There's an intriguing double standard that exists in the realm of the rail fan. To illustrate the point, ask yourself the following question: Would you purchase an item with a picture of a traffic accident on it? What about an airplane crash? A sunken boat? While we remain fascinated by these things (as evidenced by the slow-down of traffic passing an accident on the highway), we would feel uneasy about owning a reminder of these tragedies and disasters.
So why is it different with train wrecks?
In our gift shop, we sold a mug with a picture of a wrecked train bearing the words, "I'm a wreck without my coffee." Commercialization is one thing, but this blurs the line between tacky and tasteless. And yet, for some reason, it's ok. It was one of the gift shop's best sellers. A mug with an airliner crash or a car wrapped around a telephone couldn't possibly do as well. Right?
Is the sentimentality of John the Rail Fan so powerful that he doesn't perceive this? Is he so enamored with a niche of history that even its most somber tragedies can't escape reproduction?
Maybe it's easier to remove or ignore the human element. Fatalities aren't so in-your-face when a 600,000 pound locomotive folds in on itself, spilling a mile-long swath of cargo and equipment. Maybe the carnage to injury ratio is low enough to make things palatable. Sure the wreck covered more than a mile, took out a bridge, and will require weeks to clean up, but there were only seven people killed.
Only seven people killed. Please don't let that be the thing.
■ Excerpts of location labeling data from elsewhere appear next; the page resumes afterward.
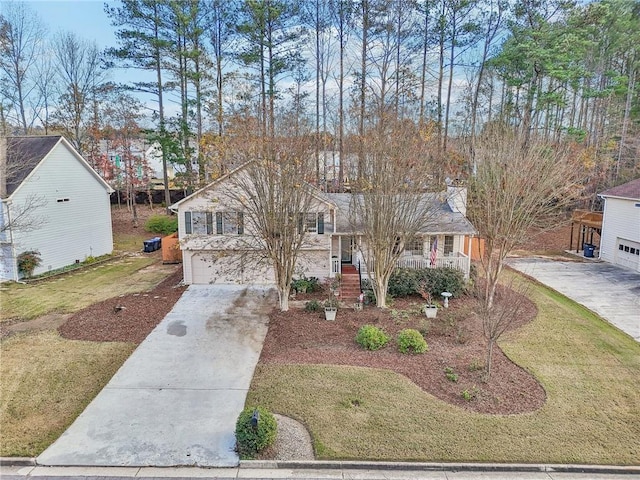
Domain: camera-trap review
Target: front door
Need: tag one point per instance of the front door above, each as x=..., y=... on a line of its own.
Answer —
x=346, y=247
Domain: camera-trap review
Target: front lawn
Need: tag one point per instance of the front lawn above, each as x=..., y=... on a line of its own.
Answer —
x=588, y=369
x=76, y=290
x=47, y=382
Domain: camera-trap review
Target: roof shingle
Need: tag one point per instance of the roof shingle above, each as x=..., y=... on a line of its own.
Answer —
x=23, y=155
x=630, y=190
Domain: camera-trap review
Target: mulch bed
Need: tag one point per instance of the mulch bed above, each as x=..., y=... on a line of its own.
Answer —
x=455, y=341
x=128, y=318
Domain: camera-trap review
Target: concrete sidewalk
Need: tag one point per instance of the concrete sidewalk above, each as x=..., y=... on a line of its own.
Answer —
x=176, y=399
x=610, y=291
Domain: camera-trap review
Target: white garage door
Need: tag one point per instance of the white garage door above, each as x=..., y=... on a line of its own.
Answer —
x=208, y=268
x=628, y=254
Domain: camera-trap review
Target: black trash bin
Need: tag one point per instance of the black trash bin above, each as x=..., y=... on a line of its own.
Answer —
x=149, y=246
x=588, y=250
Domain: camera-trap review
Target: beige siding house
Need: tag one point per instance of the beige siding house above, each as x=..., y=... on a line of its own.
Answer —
x=215, y=237
x=53, y=202
x=620, y=240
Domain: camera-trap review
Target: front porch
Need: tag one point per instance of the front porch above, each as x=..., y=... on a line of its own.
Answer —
x=455, y=260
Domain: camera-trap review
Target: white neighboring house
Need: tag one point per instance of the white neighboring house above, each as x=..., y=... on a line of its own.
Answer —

There is a romance attached to this way of life. It speaks of a time gone by. The quaint, simpler, slower days when the day's activity died as the sun set were the era of the locomotive. Trucks and planes rule the industry now, but there are beasts of steel that still traverse the hills, the second, third, and fourth generations of iron horses, each calling up the past with whistles and rumbles. The good comes with the bad. Those trains would jump the tracks. People would die. The railroads took enormous safety measures because of the dangers involved, and they took responsibility when even a single man was injured.
Is this what we want to remember? Between the Scylla of overwrought memorials and the Charybdis of unhealthy obsession lies the path of tasteful remembrance.
If we learned from those experiences, we're better for them, but if they become entertainment, what are we?